Thursday, July 2, 2020
Let Love Drive: A Road Trip with My Dad - Intro
For record keeping purposes, when I look back on this post someday in the future after Dad's gone, his choosing to go on this drive was exactly opposite of what we were being told to do by our federal government. By June of 2020 the world was in month four of the Corona virus pandemic and non-essential travel was not recommended–especially if you were over 60, had health & memory issues and still wrote checks to pay for stuff. Okay, I made the last one up but it was true regardless. Yet, despite all the information telling him the contrary, Dad had his own plan: to see his two sisters, maybe for the last time. Dad is 85 after all and they only a few years younger. There was no way to stop him. He was going.

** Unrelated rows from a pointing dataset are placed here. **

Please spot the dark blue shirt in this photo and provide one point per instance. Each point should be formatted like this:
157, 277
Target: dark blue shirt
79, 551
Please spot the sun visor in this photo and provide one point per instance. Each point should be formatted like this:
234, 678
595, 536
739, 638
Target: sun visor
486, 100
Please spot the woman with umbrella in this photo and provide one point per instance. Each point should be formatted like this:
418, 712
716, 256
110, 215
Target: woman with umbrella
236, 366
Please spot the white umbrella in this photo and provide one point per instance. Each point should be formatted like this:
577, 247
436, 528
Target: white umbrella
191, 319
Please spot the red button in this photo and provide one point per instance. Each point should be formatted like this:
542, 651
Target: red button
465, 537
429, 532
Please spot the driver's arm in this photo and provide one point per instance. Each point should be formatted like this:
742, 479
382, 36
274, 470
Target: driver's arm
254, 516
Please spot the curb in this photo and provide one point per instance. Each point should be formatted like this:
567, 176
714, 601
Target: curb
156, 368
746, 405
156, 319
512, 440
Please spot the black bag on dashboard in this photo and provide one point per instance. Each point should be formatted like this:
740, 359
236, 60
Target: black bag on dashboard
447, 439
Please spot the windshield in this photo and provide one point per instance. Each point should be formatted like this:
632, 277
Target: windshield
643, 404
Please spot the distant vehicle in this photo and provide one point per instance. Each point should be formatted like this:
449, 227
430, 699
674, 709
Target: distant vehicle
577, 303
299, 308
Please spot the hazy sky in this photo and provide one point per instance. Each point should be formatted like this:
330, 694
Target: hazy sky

He had his trusty road atlas of all fifty states to help him find his way and now for the first time ever, a new debit card. It was learning of this last detail that forced me to make a snap decision: I was going with him. I asked him if he was good with the idea, and once he agreed (only because, he said, so he wouldn't have to sing to himself the whole way) I had about a week to plan out the route from Texas to Montana and then from Montana to Iowa, where he lives. My brother Jim, thankfully, drove with him from Nebraska to Texas and then flew home. I flew from Florida, direct, to Dallas, hoping the whole way I wouldn't contract the virus before I'd be sitting in an enclosed car for hours and hours with him, and then be in close quarters with his elderly siblings. It was not ideal. I was not comfortable with the situation honestly, but I was of the belief that if he didn't catch the virus from me, he was likely to catch it from someone else along the way (Dad will talk to anyone). The idea of him being sick and alone somewhere, quite frankly, scared the shit out of me. I can be all noble and accept all the accolades for doing this great thing for Dad but in reality I just wanted to protect him. I wanted him to have a memorable adventure. I was proud of him for not letting his age, nor his declining health, nor a world that was sickly and suffering from civil unrest keep him from his promise to visit his sisters. After all, this simple act of love and kindness was exactly what the world needed. And if truth be told, it's what I needed too.